You write that “no one has a right to tell you to accept anything,” and then spend the remainder of your comment telling people your version of the truth. A bit of a contradiction, yes?
And the emotions of happiness have no relation to the emotions of unhappiness? Really? If you are being mauled by a bear and your body is surging with fear-based chemicals, and along comes a ranger to chase away the bear and your body is now flooded with joy-inducing chemicals/emotions, there is no duality there, no connection?
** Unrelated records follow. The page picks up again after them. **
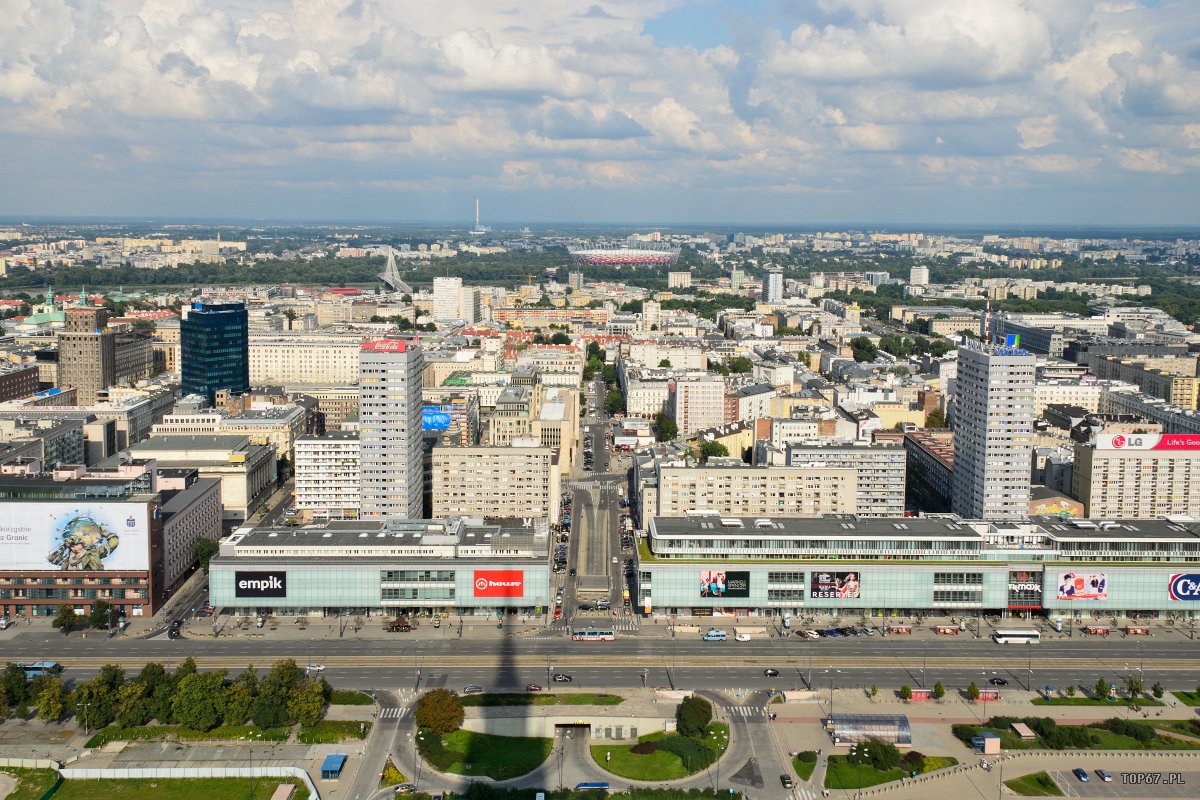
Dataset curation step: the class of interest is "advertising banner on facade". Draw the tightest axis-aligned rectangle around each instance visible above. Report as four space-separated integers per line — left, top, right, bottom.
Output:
1057 572 1109 600
1096 433 1200 450
809 572 862 600
1168 572 1200 600
700 570 750 597
475 570 524 597
233 570 288 597
0 501 150 572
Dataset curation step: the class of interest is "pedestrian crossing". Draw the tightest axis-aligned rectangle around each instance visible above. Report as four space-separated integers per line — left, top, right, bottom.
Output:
379 705 412 720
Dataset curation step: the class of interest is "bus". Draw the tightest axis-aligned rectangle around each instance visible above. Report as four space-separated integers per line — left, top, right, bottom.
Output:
991 627 1042 644
17 661 62 680
571 627 617 642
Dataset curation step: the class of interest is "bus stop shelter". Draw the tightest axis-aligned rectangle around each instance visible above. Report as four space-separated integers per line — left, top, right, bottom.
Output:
320 753 346 781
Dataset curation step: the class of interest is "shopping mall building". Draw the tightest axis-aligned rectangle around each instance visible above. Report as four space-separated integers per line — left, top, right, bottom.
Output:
635 516 1200 620
209 518 551 616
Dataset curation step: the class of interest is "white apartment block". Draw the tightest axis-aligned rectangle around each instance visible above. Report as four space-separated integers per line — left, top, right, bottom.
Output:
787 443 907 517
431 446 560 524
667 375 725 435
248 333 365 386
640 465 858 519
1070 433 1200 519
953 348 1037 519
359 339 425 519
295 431 361 519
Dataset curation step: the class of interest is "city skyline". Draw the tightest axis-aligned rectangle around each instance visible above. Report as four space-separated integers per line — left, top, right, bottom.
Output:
0 0 1200 227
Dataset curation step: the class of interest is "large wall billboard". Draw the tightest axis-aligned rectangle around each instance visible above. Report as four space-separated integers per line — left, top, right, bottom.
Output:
1057 572 1109 600
0 501 150 572
700 570 750 597
809 572 863 600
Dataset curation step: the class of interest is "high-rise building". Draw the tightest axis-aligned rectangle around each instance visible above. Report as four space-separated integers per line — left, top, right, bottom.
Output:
58 307 116 405
359 339 425 519
762 270 784 302
433 278 462 320
179 302 250 403
953 347 1036 519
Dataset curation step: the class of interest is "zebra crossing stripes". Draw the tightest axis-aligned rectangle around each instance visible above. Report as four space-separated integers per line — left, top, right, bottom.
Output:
379 705 409 720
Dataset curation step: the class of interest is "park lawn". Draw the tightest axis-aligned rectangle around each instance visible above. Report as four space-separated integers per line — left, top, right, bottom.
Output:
0 766 59 800
84 724 290 747
1030 697 1164 708
1171 692 1200 708
416 728 553 781
54 777 304 800
296 720 371 745
792 750 817 781
460 692 625 708
329 688 374 705
824 756 908 790
1004 772 1062 798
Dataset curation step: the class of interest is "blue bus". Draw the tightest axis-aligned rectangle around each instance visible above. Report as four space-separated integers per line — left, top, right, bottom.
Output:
17 661 62 680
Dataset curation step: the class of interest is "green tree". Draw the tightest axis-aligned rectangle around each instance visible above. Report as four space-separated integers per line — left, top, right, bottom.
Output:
0 661 29 705
725 355 754 373
654 411 679 441
192 537 221 572
172 669 226 730
116 680 150 728
416 688 463 734
224 680 254 724
37 675 67 722
604 389 625 414
676 694 713 739
88 600 113 631
50 606 79 636
288 680 325 727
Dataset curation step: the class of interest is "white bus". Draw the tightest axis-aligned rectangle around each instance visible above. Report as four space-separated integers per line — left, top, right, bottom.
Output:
991 627 1042 644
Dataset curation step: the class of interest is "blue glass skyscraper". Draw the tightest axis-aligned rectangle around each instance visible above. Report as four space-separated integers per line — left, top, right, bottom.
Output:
179 302 250 403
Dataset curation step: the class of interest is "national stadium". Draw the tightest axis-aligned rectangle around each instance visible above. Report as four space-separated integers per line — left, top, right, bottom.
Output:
566 242 679 266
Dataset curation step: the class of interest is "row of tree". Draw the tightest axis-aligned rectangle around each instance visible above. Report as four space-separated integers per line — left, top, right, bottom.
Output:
0 657 332 730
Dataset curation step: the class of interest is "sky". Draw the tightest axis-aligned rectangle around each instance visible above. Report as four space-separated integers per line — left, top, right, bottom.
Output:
0 0 1200 225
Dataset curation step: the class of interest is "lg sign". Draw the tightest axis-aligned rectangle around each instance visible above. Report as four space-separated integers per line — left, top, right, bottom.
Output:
233 572 288 597
475 570 524 597
1168 572 1200 600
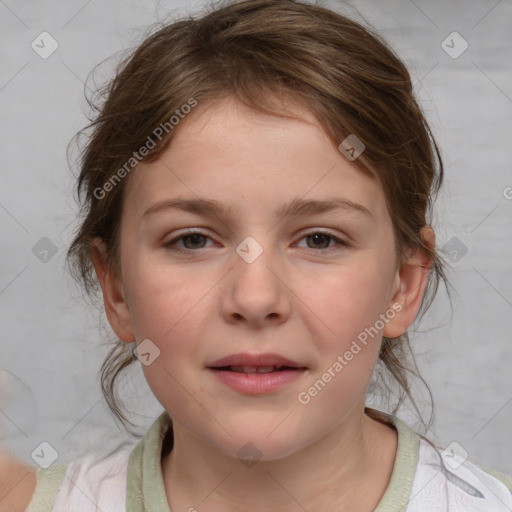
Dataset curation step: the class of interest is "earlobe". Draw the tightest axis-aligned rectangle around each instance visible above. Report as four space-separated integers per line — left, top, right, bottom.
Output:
383 226 435 338
91 238 135 343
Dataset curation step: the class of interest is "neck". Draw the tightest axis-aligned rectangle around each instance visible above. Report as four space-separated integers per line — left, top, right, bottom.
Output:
162 407 397 512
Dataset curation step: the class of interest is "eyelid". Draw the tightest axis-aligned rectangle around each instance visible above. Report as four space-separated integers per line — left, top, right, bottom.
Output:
164 228 352 253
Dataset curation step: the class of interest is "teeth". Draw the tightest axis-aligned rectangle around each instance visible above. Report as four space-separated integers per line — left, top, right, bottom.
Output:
229 366 277 373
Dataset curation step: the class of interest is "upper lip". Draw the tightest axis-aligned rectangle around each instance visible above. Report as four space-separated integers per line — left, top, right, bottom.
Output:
207 353 305 368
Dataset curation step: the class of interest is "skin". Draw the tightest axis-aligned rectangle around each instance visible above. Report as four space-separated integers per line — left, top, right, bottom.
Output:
0 450 36 512
87 99 434 512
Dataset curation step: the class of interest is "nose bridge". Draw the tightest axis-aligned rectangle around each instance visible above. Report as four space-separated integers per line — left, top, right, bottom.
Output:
228 233 286 319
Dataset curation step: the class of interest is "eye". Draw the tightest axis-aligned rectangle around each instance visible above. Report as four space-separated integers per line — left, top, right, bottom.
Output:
294 231 349 251
164 230 215 252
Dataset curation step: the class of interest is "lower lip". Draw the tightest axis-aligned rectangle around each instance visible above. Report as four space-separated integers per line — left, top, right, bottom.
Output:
208 368 306 395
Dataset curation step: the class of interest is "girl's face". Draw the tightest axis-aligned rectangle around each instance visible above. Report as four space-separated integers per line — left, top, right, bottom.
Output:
95 95 423 460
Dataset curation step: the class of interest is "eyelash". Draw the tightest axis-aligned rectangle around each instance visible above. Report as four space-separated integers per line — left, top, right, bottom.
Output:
164 231 350 254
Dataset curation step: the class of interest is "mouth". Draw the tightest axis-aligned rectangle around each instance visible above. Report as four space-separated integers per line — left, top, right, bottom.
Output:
209 365 306 374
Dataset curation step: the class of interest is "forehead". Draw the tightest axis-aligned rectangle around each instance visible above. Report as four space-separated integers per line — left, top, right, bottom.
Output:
125 99 385 223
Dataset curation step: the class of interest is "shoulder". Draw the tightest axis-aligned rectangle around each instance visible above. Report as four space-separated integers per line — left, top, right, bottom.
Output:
21 445 132 512
408 438 512 512
0 452 36 511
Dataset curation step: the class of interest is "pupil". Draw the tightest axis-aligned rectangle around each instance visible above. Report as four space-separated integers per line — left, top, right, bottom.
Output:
309 233 329 249
184 233 204 246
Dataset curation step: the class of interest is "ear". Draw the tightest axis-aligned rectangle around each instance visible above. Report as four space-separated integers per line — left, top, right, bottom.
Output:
91 238 135 343
383 226 435 338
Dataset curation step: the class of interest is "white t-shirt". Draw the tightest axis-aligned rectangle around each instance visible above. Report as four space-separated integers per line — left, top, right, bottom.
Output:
26 409 512 512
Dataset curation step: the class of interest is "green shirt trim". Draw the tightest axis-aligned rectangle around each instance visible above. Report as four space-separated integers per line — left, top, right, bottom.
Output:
126 408 420 512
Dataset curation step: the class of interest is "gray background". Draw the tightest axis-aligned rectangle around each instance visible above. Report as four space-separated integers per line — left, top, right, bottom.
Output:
0 0 512 474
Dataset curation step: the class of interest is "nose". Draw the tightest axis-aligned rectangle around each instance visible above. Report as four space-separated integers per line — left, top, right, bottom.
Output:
222 239 292 328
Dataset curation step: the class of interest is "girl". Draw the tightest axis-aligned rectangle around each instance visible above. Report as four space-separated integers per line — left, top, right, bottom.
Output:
6 0 512 512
Lastly, you write of ‘being free’ having to do with being true to who you are. If a man suffers and is ‘true’ to that suffering, is he not being true to who he is at that moment?
I would suggest you look at these statements again.
If god had a plan he would have at least had the courtesy to send you an email.
Virtue is knowing the limits of your viewpoint and being willing to accept that the mere existence of pleasure is proof that life is beautiful. People who are afraid of their own desire are the ones who are further from the truth, which is that there is no evil in suffering. So if you enjoy suffering, suffer. if you don’t, don’t, it’s up to you.
Virtue, like all human traits, is in the eye of the beholder. YOUR definition of virtue may not be the same as that of another. The deeper question is who it is that claims such knowledge. Or, to your point, who it is that supposedly enjoys pleasure or suffering.
I think the one thing tht people who “suffer” like about it is that it makes them feel closer to god . Which is Some crazy ass ;$:@ if you ask me..
Also they always seem to look at people who are gratifying their egos as being monstrous slime balls. Which I think is sick. It’s not at all elegant or profound ,
I think there’s some truth to this. Many of us wrap ourselves up in our suffering (just as do others with their money, patriotism, religion, whatever) and identify with it. We become martyrs, eager to flaunt our suffering in front of others and, as you say, claim a closer connection to god.